Venezuela’s production volume in 2018 was approximately 17K metric tons and 50% of the production was destined for export. Official data is not available for 2019, but ESAICA, a Venezuelan cocoa bean exporter, expects that both production and export of cocoa beans will increase because both the total cocoa bean harvest area and the number of cocoa bean exporters have increased.
The influx of new cocoa beans exporters is raising the domestic price of raw cocoa beans for existing exporters. For example, Max Figueroa, the export manager of ESAICA states that his company is now paying almost 50% more for its cocoa beans.
Currently, there is a trend towards organic and sustainable products among consumers in the cocoa beans and the chocolate market. Consumers are also paying more attention to Corporate Social Responsibility (CSR) and origin stories of cocoa beans. These trends, coupled with the damaged reputation of Venezuelan cocoa beans, is forcing exporters to improve their production and distribution standards.

In previous years, the company has been exporting to Italy, Germany, the Netherlands, and Switzerland. ESAICA is also interested in penetrating the Asian market, especially the Japanese market since Japan’s chocolate market has been expanding rapidly. As the company mainly exports to well-developed countries, quality and sustainability are important factors. The company ensures the quality of its cocoa beans by buying the best raw materials from its partnered farmers. Venezuelan cocoa beans are classified as 100% Fine or Flavor by the International Cocoa Organisation (ICCO), states Figueroa. The company enhances the flavor of its cocoa beans through meticulous fermentation and drying processes. Only 5% of the cocoa beans traded worldwide are considered Fine or Flavor by ICCO.
The company has also implemented a traceability system to establish sustainable production of cocoa beans.

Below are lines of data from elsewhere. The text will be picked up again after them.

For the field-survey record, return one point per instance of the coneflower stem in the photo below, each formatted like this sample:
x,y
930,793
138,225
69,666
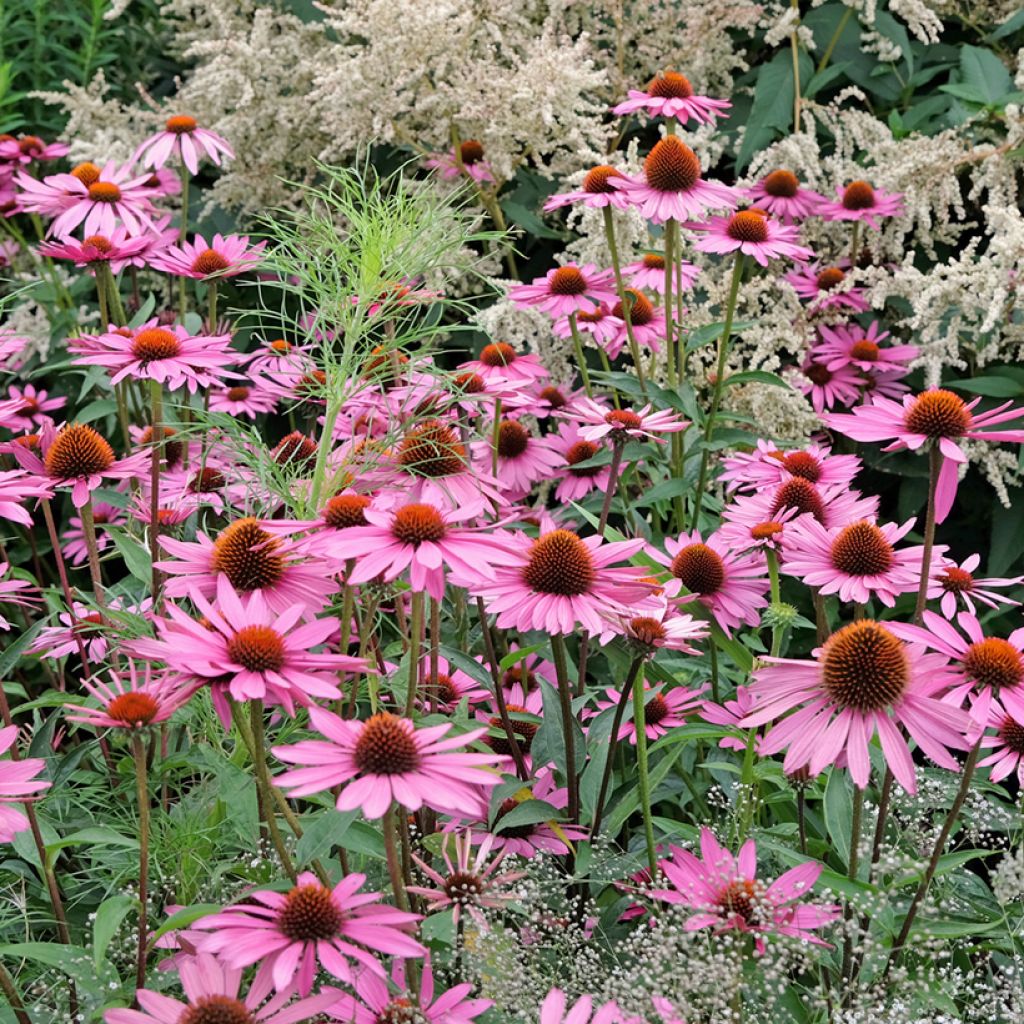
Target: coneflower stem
x,y
142,791
643,777
716,396
616,724
565,701
157,416
934,468
581,356
609,233
415,639
933,863
503,712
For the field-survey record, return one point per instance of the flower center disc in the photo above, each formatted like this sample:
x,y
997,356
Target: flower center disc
x,y
801,495
672,166
247,555
498,354
938,414
257,648
641,311
346,510
559,563
418,523
567,281
994,663
781,184
864,667
386,747
858,196
431,450
309,914
513,439
181,124
829,278
209,261
78,451
670,85
133,709
216,1010
748,226
861,549
104,192
865,350
699,568
597,179
155,343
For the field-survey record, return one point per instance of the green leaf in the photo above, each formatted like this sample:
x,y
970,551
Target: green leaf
x,y
110,913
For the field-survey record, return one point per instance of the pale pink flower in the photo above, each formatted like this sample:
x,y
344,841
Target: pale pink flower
x,y
182,137
670,94
935,417
293,934
727,894
864,680
387,760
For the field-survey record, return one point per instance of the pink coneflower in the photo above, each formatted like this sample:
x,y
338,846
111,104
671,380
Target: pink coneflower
x,y
596,422
670,94
97,204
664,710
859,201
770,466
647,324
730,713
856,561
523,459
249,650
76,457
596,190
387,760
751,232
118,250
982,668
375,1001
1007,744
424,541
213,991
562,581
293,934
32,407
17,783
782,196
850,344
242,399
16,486
863,680
469,883
182,137
167,354
648,271
224,256
501,359
566,290
828,388
132,700
951,583
826,288
727,894
935,416
671,186
253,560
471,157
731,586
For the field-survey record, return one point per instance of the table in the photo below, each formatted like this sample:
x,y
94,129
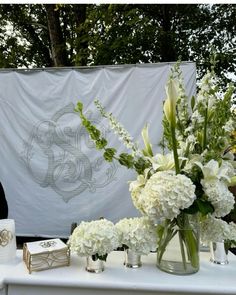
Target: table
x,y
117,279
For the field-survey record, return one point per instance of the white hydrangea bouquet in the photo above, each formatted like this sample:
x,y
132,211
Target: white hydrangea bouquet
x,y
137,234
94,239
191,177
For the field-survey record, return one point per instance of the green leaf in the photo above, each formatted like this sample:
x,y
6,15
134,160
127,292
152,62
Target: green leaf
x,y
109,154
204,206
126,160
79,107
192,102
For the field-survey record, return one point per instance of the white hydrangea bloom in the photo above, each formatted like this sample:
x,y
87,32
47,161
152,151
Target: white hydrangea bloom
x,y
219,195
95,237
138,234
215,230
165,194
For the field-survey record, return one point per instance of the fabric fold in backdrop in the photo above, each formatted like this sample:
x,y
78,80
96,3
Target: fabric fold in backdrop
x,y
51,172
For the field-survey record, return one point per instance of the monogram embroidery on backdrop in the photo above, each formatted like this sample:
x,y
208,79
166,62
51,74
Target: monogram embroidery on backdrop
x,y
5,237
60,143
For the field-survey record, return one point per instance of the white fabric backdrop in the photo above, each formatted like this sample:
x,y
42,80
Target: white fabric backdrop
x,y
51,172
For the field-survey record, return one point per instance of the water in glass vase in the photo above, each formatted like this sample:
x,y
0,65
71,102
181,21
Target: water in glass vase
x,y
178,247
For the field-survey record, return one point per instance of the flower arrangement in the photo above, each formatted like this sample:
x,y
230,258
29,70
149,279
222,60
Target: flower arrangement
x,y
95,238
137,234
192,174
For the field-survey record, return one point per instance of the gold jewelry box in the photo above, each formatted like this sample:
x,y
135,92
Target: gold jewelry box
x,y
45,254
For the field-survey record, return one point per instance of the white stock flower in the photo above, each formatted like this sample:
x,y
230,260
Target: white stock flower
x,y
232,227
163,162
215,230
136,188
138,234
95,237
229,126
219,195
165,194
213,171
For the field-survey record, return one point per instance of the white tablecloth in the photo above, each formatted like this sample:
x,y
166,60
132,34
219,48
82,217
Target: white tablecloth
x,y
117,279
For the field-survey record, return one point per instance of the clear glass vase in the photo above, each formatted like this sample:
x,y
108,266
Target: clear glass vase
x,y
132,259
95,266
178,246
219,253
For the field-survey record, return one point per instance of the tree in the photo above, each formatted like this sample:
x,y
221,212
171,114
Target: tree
x,y
47,35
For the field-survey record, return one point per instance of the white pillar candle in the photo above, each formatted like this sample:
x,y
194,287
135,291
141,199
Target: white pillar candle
x,y
7,240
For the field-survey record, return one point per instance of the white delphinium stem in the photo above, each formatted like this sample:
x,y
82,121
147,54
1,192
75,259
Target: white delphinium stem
x,y
118,129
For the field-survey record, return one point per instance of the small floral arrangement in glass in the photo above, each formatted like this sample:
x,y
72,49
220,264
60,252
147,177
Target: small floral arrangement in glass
x,y
189,181
94,239
137,234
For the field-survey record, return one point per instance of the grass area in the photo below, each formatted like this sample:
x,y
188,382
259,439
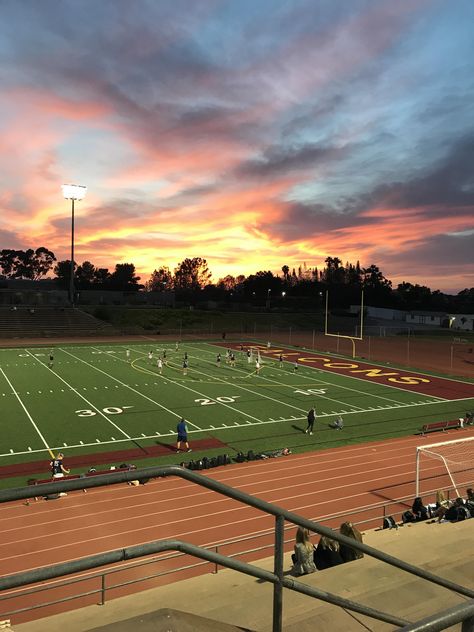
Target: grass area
x,y
96,399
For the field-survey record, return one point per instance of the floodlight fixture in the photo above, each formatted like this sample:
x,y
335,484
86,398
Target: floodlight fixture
x,y
73,192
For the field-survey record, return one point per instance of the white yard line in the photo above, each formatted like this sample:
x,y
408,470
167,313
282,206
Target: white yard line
x,y
27,414
127,385
353,377
101,413
330,399
188,388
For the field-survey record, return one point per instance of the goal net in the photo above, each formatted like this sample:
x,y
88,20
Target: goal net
x,y
445,464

The traceability system begins with the crops when the pots are pulped. Then during the fermentation and drying processes, the company splits the lots according to the dates and materials received. After these steps, the company cleans and selects the highest quality lots and exports them to customers. Currently, ESAICA maintains its traceability system by filing information in the company’s internal system. However, in a few months, the company expects to implement a blockchain system that can better monitor and trace the production of its cocoa beans. To remain competitive in the global market, cocoa bean exporters need to place more emphasis on quality and sustainability of their products.